No quería pensar en eso ahora. Ahora todo era distinto. Había que encontrar agua, comida y refugio, y ella tenía que volver a su casa. ¿Cómo? Lo ignoraba. Ni siquiera sabía dónde estaba, pero al menos tenía el dinero del policía. Al final, aquel hombre no había resultado tan malo. A lo mejor eso significaba que podía haber más personas bondadosas dispuestas a ayudarlas. Personas que no las odiaran ni pensaran que eran «diferentes».

No estaban muy lejos del pueblo. Desde detrás de los matorrales alcanzaron a ver un cartel.

– Beaune-La-Rolande -leyó Rachel en voz alta.

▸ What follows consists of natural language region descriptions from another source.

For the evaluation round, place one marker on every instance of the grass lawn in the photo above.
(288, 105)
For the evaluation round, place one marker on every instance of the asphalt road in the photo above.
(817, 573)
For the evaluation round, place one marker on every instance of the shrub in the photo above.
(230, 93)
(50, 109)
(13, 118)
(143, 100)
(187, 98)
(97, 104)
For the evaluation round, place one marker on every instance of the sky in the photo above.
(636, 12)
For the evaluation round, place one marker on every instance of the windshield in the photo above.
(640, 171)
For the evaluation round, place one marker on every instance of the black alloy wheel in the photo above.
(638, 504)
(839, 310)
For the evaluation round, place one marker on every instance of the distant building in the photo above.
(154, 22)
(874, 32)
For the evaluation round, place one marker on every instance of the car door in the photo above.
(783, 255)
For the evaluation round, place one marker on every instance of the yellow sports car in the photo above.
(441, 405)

El instinto les aconsejó no entrar en la localidad, pues allí no encontrarían ayuda. Sus habitantes conocían la existencia del campo, pero nadie había ido a ayudarles, salvo aquellas mujeres, y una sola vez. Además, el pueblo estaba demasiado cerca del campo y podían toparse con alguien que las mandara de vuelta. Volvieron la espalda a Beaune-La-Rolande y echaron a andar, siempre cerca de las hierbas altas que crecían al borde de la carretera. Estaban a punto de desfallecer de sed y de hambre. Si pudiéramos beber algo, deseó la chica.

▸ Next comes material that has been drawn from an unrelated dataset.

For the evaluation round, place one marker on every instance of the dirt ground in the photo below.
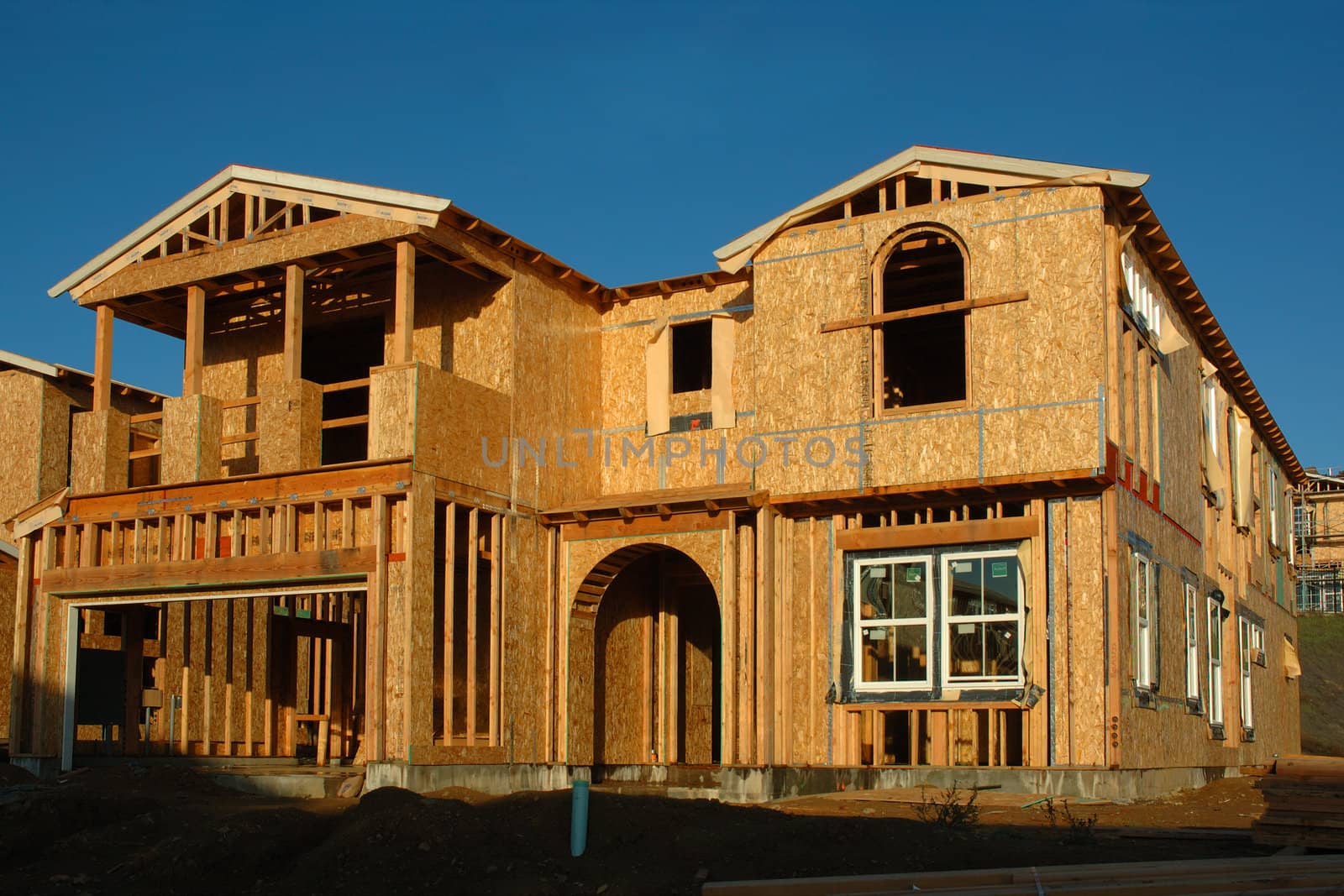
(134, 829)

Caminaron durante un buen rato. Se paraban y se escondían cada vez que oían un coche o a un granjero que llevaba las vacas de vuelta al establo. La chica se preguntó si iban en la dirección correcta, hacia París. No estaba del todo segura, pero al menos sabía que cada vez se alejaban más del campo. Se miró los zapatos, que estaban destrozados. Eran su segundo mejor par, los que guardaba para ocasiones especiales como cumpleaños, ir al cine o a visitar a los amigos. Se los había comprado el año anterior con su madre, cerca de la plaza de La República. Aquello parecía tan lejano como si hubiera pasado en otra vida, y los zapatos ya le quedaban demasiado pequeños y le apretaban los dedos.